The golden rule is to make your answers interesting! Some students consider making up answers, however I advocate telling the truth for two reasons. Firstly, it gives you more to say and you can speak in more detail. Secondly, listeners respond well to authenticity. Unfortunately, it is a test so grammar counts. If you notice that you have made a mistake, correct yourself. Just like in conversations in real life, if the topic is juicy, we can forgive small mistakes. Speak loud and clear, speak with passion and emphasise the most important points.
The first part about daily topics is for you to ease into the test and for the examiner to get to know a little about you. Whatever you do, don’t answer ‘yes’ or ‘no’. Speak in full sentences and expand your answers. For example, if the examiner gives you a question about your work, respond to the invitation to talk about yourself in full. Better that the examiner stops you speaking than you run out of things to say.
The second part is challenging because you need to speak for two minutes straight about a given topic. The task card gives you the topic and WWWWWH questions to answer. Use the one minute of preparation time wisely. Practice brainstorming and making notes in bullet point form. Pay attention to the tense (past, present or future). The simplest way to organise the ideas is by answering the questions on the task card in order. Planning makes your answer more coherent, in other words, more logical, which scores points. Avoid memorising answers to common topics. Rather, prepare to speak about anything, tell stories, give examples, and bonus if you can make the examiner laugh!
Practice answering the question with a friend or teacher and time yourself. Find examples of topics here.
The third part gives you discussion questions, usually based on the same topic as part 2. One strategy (from the comprehensive National Geographic Complete Guide to IELTS book) is called PREP. This stands for make a POINT, give a REASON, give an EXAMPLE, and restate your POINT. Participate in discussions on different topics as much as possible. Read about current affairs to make your answers relevant and show that you are socially and politically conscious (reading the news gives good ideas for writing too). Some formal phrases to include:
One reason is that… Another reason is that…
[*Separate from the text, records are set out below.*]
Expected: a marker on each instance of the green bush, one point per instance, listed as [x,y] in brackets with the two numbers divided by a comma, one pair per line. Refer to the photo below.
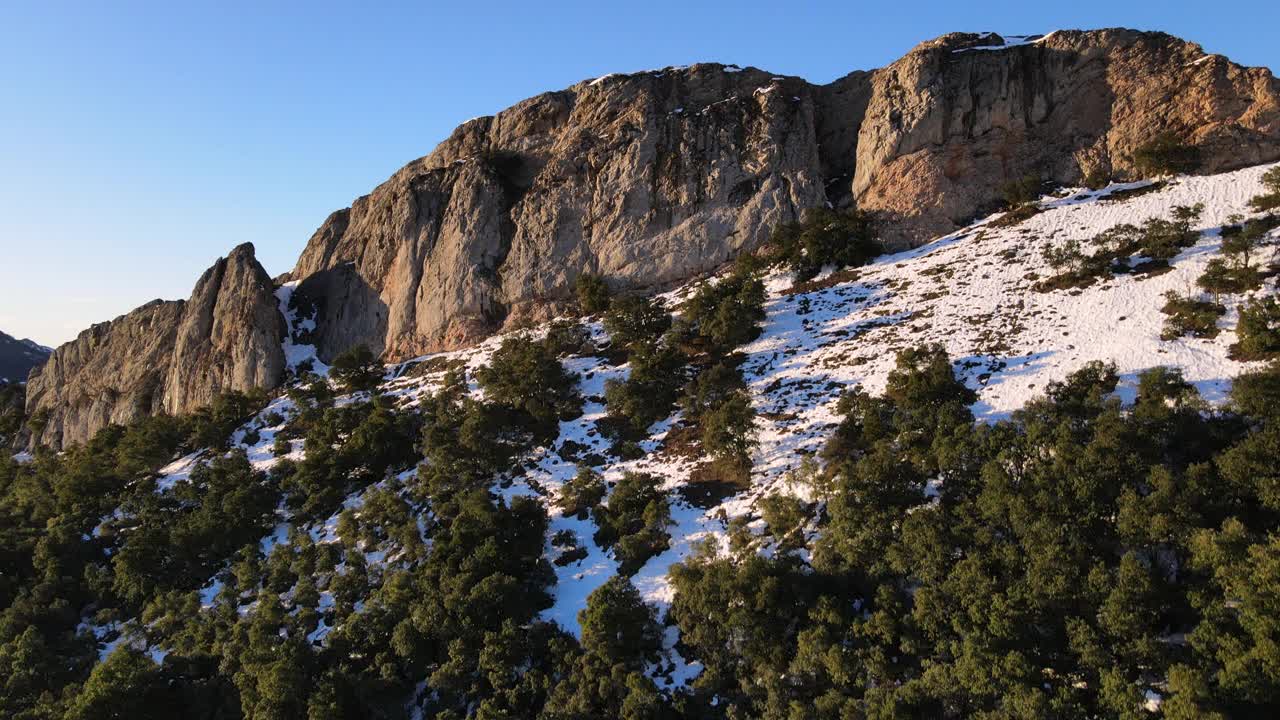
[568,338]
[826,237]
[1221,277]
[525,376]
[1270,199]
[356,369]
[711,388]
[1022,191]
[1189,317]
[728,429]
[1257,329]
[726,313]
[636,320]
[581,493]
[1166,155]
[593,294]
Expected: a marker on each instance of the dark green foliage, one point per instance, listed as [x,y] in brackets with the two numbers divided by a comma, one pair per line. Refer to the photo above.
[728,431]
[1220,277]
[636,320]
[826,237]
[1064,555]
[583,493]
[213,425]
[634,520]
[593,294]
[649,392]
[725,314]
[1022,191]
[711,388]
[1191,317]
[1166,154]
[618,625]
[13,399]
[346,449]
[1257,329]
[568,338]
[176,540]
[526,377]
[1116,249]
[356,369]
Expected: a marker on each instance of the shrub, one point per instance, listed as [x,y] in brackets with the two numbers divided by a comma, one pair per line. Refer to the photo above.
[1269,200]
[1240,244]
[785,516]
[826,237]
[618,625]
[711,388]
[1191,317]
[282,446]
[1166,155]
[593,294]
[1164,240]
[725,314]
[635,319]
[1257,329]
[728,429]
[1096,178]
[1066,256]
[568,338]
[526,376]
[356,369]
[580,495]
[213,425]
[1220,278]
[1022,191]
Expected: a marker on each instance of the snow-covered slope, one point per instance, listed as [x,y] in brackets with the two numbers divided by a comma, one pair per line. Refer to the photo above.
[970,291]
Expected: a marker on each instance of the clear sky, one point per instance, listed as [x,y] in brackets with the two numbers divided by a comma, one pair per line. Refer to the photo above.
[140,141]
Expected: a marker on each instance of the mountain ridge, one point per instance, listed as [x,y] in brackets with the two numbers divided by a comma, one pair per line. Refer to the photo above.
[18,358]
[652,178]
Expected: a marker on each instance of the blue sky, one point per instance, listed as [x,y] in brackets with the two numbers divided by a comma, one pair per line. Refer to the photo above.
[140,141]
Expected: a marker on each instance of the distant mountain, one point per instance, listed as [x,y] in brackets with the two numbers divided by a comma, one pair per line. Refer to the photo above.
[18,356]
[653,178]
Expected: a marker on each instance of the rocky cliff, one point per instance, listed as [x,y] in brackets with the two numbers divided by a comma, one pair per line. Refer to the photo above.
[18,356]
[649,178]
[167,356]
[653,177]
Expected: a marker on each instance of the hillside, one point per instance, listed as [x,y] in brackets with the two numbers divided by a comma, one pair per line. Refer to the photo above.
[920,465]
[18,356]
[653,178]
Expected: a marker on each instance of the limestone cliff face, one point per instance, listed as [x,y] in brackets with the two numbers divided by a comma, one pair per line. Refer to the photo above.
[167,356]
[644,178]
[654,177]
[958,115]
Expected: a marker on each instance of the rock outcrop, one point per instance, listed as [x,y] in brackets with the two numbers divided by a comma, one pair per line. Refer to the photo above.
[167,356]
[18,356]
[653,177]
[644,178]
[958,115]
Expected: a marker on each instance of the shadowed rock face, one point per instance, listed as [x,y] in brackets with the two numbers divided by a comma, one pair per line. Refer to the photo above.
[656,177]
[645,178]
[167,356]
[950,122]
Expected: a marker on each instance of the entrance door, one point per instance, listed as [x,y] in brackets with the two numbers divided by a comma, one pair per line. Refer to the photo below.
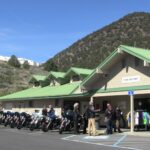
[69,104]
[142,104]
[8,106]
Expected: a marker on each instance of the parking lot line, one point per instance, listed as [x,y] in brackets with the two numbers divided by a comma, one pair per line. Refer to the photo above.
[65,138]
[119,140]
[100,144]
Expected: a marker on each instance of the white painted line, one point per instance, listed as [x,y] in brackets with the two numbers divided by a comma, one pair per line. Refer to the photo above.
[103,137]
[121,147]
[120,140]
[66,138]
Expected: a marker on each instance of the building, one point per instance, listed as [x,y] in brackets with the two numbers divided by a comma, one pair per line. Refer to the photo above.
[125,70]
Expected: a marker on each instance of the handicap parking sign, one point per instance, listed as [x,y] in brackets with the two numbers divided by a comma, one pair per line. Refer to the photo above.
[130,92]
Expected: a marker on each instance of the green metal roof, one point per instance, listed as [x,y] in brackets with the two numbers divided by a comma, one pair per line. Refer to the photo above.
[56,74]
[140,53]
[122,89]
[37,78]
[37,92]
[79,71]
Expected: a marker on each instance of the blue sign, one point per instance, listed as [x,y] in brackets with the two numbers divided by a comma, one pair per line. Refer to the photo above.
[130,93]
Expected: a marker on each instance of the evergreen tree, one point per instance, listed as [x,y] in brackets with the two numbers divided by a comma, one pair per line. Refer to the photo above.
[13,61]
[50,66]
[26,65]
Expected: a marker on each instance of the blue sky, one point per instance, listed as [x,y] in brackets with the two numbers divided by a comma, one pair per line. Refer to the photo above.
[39,29]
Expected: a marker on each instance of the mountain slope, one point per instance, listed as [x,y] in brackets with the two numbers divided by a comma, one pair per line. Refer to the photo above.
[88,52]
[14,79]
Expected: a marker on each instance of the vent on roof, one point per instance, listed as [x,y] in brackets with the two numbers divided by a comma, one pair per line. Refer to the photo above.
[146,64]
[98,70]
[119,50]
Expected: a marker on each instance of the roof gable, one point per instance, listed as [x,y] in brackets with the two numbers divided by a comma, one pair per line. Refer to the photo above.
[37,78]
[140,53]
[78,71]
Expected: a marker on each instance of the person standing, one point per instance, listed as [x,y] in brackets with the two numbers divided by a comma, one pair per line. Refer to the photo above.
[91,118]
[76,116]
[118,118]
[109,119]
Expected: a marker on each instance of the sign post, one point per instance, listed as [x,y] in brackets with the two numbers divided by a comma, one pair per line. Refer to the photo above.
[131,94]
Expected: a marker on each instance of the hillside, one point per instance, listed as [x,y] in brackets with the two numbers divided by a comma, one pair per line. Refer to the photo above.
[133,30]
[14,79]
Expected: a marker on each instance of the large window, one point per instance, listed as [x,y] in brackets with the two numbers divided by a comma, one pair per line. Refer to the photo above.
[123,63]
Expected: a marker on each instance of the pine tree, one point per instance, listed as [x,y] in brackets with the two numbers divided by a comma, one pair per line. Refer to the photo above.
[26,65]
[50,66]
[13,61]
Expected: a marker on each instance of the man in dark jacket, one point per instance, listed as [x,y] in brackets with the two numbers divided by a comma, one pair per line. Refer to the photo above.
[91,118]
[118,118]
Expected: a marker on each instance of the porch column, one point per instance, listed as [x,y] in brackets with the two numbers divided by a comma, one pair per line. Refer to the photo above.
[132,112]
[91,99]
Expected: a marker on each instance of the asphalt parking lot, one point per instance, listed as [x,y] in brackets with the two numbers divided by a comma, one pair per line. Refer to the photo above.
[14,139]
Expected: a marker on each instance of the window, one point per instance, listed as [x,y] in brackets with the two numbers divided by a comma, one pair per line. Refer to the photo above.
[56,102]
[31,104]
[137,61]
[123,63]
[104,105]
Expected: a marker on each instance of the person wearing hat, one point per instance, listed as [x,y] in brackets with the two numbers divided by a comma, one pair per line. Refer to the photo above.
[76,117]
[91,118]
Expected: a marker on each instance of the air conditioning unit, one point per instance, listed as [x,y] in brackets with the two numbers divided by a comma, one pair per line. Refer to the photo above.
[146,64]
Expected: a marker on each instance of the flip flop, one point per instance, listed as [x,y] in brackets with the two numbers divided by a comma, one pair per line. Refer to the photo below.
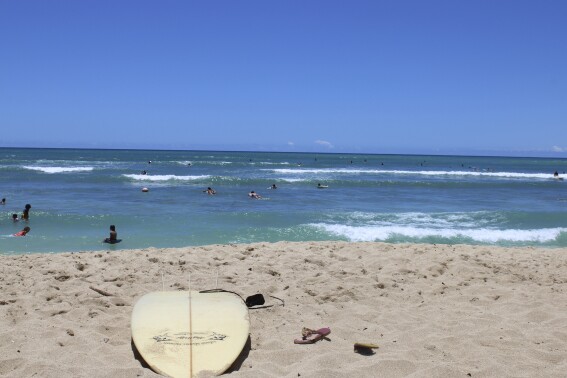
[312,336]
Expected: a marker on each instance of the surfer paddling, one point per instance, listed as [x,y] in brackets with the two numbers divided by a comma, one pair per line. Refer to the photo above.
[254,195]
[24,232]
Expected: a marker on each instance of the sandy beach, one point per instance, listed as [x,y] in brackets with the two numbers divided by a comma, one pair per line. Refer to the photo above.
[434,310]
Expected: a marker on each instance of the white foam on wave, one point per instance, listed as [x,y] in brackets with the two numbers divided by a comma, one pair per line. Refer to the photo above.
[59,169]
[484,235]
[139,177]
[516,175]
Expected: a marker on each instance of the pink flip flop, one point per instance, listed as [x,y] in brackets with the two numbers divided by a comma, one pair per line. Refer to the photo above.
[311,336]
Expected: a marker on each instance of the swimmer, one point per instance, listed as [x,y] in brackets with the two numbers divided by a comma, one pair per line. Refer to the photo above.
[113,235]
[254,195]
[26,212]
[23,232]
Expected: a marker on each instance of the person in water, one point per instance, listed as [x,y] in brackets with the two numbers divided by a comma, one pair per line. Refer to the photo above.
[24,232]
[26,212]
[254,195]
[113,235]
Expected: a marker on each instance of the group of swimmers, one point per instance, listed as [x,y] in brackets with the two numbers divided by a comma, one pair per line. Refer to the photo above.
[25,217]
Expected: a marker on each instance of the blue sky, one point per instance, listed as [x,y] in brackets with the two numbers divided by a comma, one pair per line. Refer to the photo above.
[455,77]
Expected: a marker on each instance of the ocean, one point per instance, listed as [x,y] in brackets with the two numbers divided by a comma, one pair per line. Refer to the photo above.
[76,194]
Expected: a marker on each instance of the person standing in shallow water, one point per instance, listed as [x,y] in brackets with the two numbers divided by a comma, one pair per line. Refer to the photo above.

There’s a big difference between … and …
If we compare … and …
I definitely agree that…
To give you an example…
To some extent that’s true, however…
One advantage is … but the problem is…
One disadvantage of… is that…
Speaking test criteria
Many students are surprised by the friendliness of the examiners, in contrast to their scores! The examiners are professional and follow strict marking criteria on the following areas. Fluency and coherence refer to your ability to express yourself without hesitation, in a logical way. Lexical resource refers to vocabulary, which includes informal spoken English such as phrasal verbs and ‘expensive words’ that demonstrate high-level English. Grammatical range and accuracy refer to your ability to use tenses appropriately, and to correct yourself on small issues such as singular/plural, subject/verb agreement, countable/uncountable nouns. Pronunciation refers not only to use of particular words, but also to the natural rhythm of the language
Here are some tips from the British Council. Check out their resources about the speaking test.
- Relax and speak naturally.
- Practice with a friend or teacher.
- Try to speak fluently and be spontaneous.
- Expand your answers as much as you can, do not wait for the examiner to prompt you.
- If you need to, feel free to ask the examiner to clarify the question.
- Practise common topics but do not memorise answers.
- Express your opinions clearly and effectively.
This article looked at strategies for Part 1, Part 2 and Part 3 of the speaking test, and the marking criteria that examiners use.
Some final points
Show off your best language and vocabulary. Slow down to avoid silly mistakes. Listening is the best way to improve pronunciation. Immerse yourself in podcasts, Ted talks, TV series and movies, music and you’ll naturally improve your pronunciation. Take three deep breaths before you begin. Make eye contact. Consider your body language to enhance your confidence (check out this talk about power posing). Trust yourself, diligent preparation for the reading and listening gives you plenty of vocabulary and grammar to ace the speaking test too.